Le parole con le quali inizia la lettura del Vangelo di oggi sono le stesse con le quali terminava quello della scorsa domenica (Allora cominciò a dire loro: "Oggi si è compiuta questa Scrittura che voi avete ascoltato”). Come ben sappiamo, oggettivamente, in questa affermazione di Gesù c'è tutto: con Lui si compie la profezia di Isaia e molto più di quanto ci si attendeva. Il Messia è Lui, non bisogna attenderne altri. Giovanni Battista, nel vedere che Gesù si cura più dei peccatori che dei “giusti”, non dovrebbe aver timore, non si è sbagliato.

Il problema è soggettivo!

Siamo noi, rappresentati quel sabato, nella sinagoga, dai compaesani di Nazaret. Hanno appena ascoltato Gesù e, in un primo momento, lo lodano. “Tutti gli davano testimonianza”, scrive l’evangelista, “ed erano meravigliati delle parole di grazia che uscivano dalla sua bocca”.

Come rattristarsi, infatti, per così buone notizie, nell’ascoltare che sta per compiersi l’anno di grazia del Signore, annunciato dal profeta? Certo che si rallegrano, ma pensando bene a ciò che ha detto Gesù, cioè, che sopra di Lui si è posato lo Spirito, la contentezza svanisce lentamente. Poco prima, al termine della lettura del profeta, l’evangelista aveva annotato che “nella sinagoga, gli occhi di tutti erano fissi su di Lui” (v. 20), ma ora la stessa gente si rende conto di conoscerlo bene quel lettore. Guardandosi, allora l’un l’altro, cominciarono a dirsi: “Non è costui il figlio di Giuseppe?”.

È uno scandalo intollerabile!
Gesù è uno del popolo, figlio di Giuseppe il falegname, e non è possibile che – come dirà Natanaele nel quarto Vangelo – da Nazaret possa uscire qualcosa di buono. E ciò che sorprende, in quel caso, è che lo stesso Gesù gli darà ragione, riconoscendo in quel discepolo un vero israelita che conosce bene la Legge, rappresentata da quel fico sotto il quale dice di aver visto quel futuro discepolo (Natanaele).

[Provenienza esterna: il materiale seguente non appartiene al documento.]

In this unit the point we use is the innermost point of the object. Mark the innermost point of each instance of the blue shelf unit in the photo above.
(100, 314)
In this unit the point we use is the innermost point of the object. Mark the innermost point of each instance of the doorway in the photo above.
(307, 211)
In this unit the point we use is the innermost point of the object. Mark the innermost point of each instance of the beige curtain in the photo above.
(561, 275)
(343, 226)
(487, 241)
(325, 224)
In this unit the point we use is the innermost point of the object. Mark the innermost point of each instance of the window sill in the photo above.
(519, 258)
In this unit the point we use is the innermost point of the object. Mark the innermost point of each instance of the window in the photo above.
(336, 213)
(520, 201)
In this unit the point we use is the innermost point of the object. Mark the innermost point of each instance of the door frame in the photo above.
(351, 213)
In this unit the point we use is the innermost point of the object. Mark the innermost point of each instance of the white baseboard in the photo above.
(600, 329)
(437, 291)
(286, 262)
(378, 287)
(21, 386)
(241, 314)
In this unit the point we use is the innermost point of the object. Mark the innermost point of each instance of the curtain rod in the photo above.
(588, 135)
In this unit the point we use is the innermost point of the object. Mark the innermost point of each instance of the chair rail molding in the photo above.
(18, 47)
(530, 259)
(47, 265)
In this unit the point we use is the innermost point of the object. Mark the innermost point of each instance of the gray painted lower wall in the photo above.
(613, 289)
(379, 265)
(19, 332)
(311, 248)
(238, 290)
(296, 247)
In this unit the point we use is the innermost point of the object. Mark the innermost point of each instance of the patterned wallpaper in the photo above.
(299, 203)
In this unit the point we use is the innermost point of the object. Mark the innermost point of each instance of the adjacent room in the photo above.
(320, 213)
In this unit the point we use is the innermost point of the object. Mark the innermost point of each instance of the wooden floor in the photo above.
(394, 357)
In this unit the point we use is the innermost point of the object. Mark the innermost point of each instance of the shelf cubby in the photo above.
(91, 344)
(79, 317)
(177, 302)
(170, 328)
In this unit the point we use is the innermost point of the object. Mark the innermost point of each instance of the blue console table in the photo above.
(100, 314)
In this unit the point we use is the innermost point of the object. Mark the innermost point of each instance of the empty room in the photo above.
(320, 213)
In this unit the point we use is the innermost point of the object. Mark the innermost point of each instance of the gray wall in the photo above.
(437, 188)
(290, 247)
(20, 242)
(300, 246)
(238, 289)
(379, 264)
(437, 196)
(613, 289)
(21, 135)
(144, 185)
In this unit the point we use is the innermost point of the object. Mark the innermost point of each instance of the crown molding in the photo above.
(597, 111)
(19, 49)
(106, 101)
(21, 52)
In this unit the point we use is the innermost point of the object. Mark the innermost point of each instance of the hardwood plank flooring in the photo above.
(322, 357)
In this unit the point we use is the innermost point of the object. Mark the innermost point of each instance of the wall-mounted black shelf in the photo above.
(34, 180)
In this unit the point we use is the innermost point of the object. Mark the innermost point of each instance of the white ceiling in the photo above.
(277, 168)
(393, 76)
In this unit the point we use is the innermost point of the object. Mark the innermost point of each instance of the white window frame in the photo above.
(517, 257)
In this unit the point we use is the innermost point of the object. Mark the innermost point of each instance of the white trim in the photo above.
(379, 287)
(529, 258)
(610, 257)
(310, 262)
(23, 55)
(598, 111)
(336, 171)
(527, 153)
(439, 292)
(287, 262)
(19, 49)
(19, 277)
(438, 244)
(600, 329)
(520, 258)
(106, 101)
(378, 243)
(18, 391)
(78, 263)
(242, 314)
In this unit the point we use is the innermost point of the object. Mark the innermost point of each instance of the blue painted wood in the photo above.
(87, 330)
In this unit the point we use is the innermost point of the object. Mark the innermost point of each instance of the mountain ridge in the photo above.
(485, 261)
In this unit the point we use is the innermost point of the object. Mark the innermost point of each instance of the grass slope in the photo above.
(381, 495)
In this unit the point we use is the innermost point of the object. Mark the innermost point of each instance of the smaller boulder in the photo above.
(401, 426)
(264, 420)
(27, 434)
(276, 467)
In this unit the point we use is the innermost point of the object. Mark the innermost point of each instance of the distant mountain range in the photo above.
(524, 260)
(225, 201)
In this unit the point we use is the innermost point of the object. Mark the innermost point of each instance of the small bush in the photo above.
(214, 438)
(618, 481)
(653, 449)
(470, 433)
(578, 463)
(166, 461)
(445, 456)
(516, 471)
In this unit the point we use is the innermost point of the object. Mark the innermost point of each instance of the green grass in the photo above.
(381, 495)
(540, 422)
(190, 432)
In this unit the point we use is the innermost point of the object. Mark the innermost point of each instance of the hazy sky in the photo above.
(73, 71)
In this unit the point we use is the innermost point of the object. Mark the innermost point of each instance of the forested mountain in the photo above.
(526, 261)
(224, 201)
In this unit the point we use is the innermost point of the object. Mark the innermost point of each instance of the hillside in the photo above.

Ricordo quell’incontro di Gesù perché è utile per capire ciò che avvenne nella sinagoga di Nazaret quel giorno. Vedendo Natanaele che stava avvicinandosi, Gesù disse che si trattava di un vero israelita, nel quale non c’era inganno e, chiedendogli costui, sorpreso, come lo conoscesse, il Maestro gli rispose: “Prima che Filippo ti chiamasse, ti ho visto quando eri sotto il fico”. Sentendosi allora riconosciuto, Natanaele riconobbe a sua volta Gesù come il Messia.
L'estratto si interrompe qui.